= John Hohenberg =

American journalist and academic

John Hohenberg (February 17, 1906 – August 6, 2000) was an American journalist and academic. During his journalism career from the 1920s to 1950s, Hohenberg primarily worked at the New York Evening Post and New York Journal-American. After gaining prominence as a foreign correspondent and early United Nations reporter, he began teaching at Columbia University in 1948, ultimately serving as a tenured full professor at the institution's Graduate School of Journalism from 1950 to 1974. From 1954 onward, he served concurrently as the first administrator of the Pulitzer Prizes, retaining this position for two additional years at the request of the Pulitzer Board after taking emeritus status. In 1976, he received a Pulitzer Prize Special Citation upon retiring from his administrative role.

==Early life and education==
Hohenberg was born Jacob S. Hohenberg in a tenement on the Lower East Side of Manhattan. When he was one and a half, he and his family relocated to Seattle, where they remained throughout his childhood and adolescence. He attended the University of Washington as an engineering major from 1922 to 1924 before pursuing a journalistic career and returning to New York, where he received a B.Litt. from Columbia University's Journalism School (which then only conferred undergraduate degrees) in 1927. The following year, Hohenberg completed non-degree graduate studies at the University of Vienna on a Pulitzer Traveling Fellowship, presaging his later involvement with the awards program.

==Career==
In 1923, Hohenberg worked at The Seattle Star after dropping out from the University of Washington. Following multiple brief positions at New York news publications after receiving his degree, Hohenberg was named assistant editor of the city department for the New York Evening Post in 1928. He remained in this position until he joined the New York Journal-American as a national political writer and second-string theater critic in 1933, a position he retained for nine years.
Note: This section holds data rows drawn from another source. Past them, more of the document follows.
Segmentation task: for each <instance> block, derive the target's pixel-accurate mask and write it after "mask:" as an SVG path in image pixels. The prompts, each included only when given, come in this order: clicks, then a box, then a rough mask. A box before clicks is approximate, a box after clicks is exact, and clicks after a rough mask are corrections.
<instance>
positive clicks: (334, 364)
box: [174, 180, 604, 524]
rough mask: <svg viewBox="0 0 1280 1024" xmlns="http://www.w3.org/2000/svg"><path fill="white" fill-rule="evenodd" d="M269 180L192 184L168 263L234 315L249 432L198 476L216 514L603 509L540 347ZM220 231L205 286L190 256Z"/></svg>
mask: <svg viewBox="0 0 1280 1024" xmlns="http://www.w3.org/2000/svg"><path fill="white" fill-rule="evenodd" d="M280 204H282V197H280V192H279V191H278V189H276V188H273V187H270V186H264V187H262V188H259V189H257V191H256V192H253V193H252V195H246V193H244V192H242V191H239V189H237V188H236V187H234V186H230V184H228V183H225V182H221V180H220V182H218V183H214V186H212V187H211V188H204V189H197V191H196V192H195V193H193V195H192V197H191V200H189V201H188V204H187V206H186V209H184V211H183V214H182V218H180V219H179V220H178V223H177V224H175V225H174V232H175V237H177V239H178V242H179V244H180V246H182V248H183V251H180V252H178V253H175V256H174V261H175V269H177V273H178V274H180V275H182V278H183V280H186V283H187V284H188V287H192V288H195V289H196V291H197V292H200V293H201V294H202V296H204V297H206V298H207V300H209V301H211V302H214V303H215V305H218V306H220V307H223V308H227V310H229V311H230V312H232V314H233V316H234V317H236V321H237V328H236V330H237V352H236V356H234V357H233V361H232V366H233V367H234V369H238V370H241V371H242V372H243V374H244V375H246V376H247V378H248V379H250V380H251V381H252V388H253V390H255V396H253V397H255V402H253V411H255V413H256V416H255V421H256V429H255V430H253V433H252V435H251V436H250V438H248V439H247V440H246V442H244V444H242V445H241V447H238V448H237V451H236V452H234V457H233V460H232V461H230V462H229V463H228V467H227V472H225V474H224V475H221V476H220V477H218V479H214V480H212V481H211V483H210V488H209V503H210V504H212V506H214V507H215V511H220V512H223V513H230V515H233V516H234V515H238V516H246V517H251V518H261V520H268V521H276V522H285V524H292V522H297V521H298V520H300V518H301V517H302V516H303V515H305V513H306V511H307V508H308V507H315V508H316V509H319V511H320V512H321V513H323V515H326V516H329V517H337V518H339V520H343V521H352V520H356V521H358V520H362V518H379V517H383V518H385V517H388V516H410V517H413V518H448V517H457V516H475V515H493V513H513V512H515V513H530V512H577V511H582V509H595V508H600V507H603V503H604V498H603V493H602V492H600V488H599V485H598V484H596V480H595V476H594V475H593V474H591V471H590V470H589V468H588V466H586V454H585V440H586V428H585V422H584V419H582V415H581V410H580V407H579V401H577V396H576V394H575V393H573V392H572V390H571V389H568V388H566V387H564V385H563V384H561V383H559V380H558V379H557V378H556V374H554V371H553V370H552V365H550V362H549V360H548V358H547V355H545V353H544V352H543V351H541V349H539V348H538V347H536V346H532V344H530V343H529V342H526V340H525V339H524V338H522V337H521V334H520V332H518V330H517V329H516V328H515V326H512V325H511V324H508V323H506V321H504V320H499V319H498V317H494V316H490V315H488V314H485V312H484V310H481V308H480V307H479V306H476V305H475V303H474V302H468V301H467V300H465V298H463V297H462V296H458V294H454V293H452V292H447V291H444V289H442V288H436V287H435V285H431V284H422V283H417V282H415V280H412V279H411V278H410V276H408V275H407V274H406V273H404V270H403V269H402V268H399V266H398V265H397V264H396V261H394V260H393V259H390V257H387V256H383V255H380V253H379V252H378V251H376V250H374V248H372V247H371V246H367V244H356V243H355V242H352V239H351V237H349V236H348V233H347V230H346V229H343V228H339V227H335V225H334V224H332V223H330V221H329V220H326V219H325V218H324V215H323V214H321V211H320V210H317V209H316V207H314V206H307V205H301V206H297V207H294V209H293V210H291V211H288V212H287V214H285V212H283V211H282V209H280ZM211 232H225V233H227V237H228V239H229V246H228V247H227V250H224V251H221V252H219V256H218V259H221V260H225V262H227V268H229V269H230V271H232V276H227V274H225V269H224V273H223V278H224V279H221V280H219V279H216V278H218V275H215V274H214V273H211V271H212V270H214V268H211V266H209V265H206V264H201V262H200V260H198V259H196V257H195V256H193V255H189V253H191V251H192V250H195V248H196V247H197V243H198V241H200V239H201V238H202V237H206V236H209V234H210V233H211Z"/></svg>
Deferring an offer to return to the Post, Hohenberg enlisted in the United States Army during World War II, serving from 1943 to 1945. With limited need for officers late in the war, he was assigned to the Army Transportation Corps as a public relations specialist, attaining the rank of technician third grade. Following the war, Hohenberg returned to the Post (by now an influential liberal tabloid under the ownership of Dorothy Schiff) as a United Nations, Washington, D.C. and foreign correspondent from 1946 to 1950, greatly enhancing his public profile.

After inquiring about a position with the Journalism School, Hohenberg returned to Columbia as a part-time undergraduate journalism lecturer at the School of General Studies in 1948. In 1950, he left the Post and joined the faculty of the Journalism School as a tenured full professor. Beginning in 1954, he also served as the inaugural Pulitzer Prize administrator. Prior to the creation of this position, the program was jointly managed by the dean of the Journalism School and other officials at Columbia, including longtime provost Frank D. Fackenthal and his staff. Hohenberg held this joint appointment until 1974, when he stepped down from his professorship. In 1976, Hohenberg retired as administrator after overseeing the transition of the program's Advisory Board into an autonomous award-granting body (thereafter known as the Pulitzer Prize Board) in conjunction with chairman Joseph Pulitzer Jr. and Columbia president William J. McGill. That year, Hohenberg received a Pulitzer Prize Special Citation for his service.

While at Columbia, he also served as a consultant to the Secretary of the Air Force (1953–1963), a State Department American specialist lecturer in 10 Asian countries (1963–1964) and a discussion leader for the International Press Institute in New Delhi (1966). He was also affiliated with the East-West Center as a senior specialist (1967) and held a visiting professorship at the Chinese University of Hong Kong (1970–1971). He was a member of the Council on Foreign Relations.

Following his mandatory retirement from Columbia, Hohenberg maintained a peripatetic academic career as a visiting professor, lecturer and professional-in-residence, teaching at the University of Tennessee (1975; 1976–1977; 1978–1981; 1987), the University of Kansas (1977–1978), the University of Florida (1981–1982), Harvard University (1981), the University of Miami (1982–1983) and Syracuse University (1983–1985). During this period, he also returned to the Pulitzers as a journalism juror on several occasions and conducted an Asian lecture tour for the United States Information Agency in 1982. Throughout his journalistic and academic careers, he published 22 books, including a popular college journalism textbook (The Professional Journalist), a novel and several institutional histories of the Pulitzers.

==Personal life==
Hohenberg married Dorothy Lannuier, a classmate at the Columbia Journalism School, in 1928. She died from complications of Alzheimer's disease in 1977; they had no children.

After residing in Park Slope, Brooklyn throughout his journalistic career, Hohenberg moved to a Columbia-owned faculty apartment at 90 Morningside Drive for the duration of his affiliation with the school. Throughout his adult life, he summered in Aquebogue, New York.

On August 6, 2000, he died in Knoxville, Tennessee, where he had lived since retiring from Columbia. He was survived by his second wife, JoAnn Fogarty Johnson, and her two children, whom he adopted.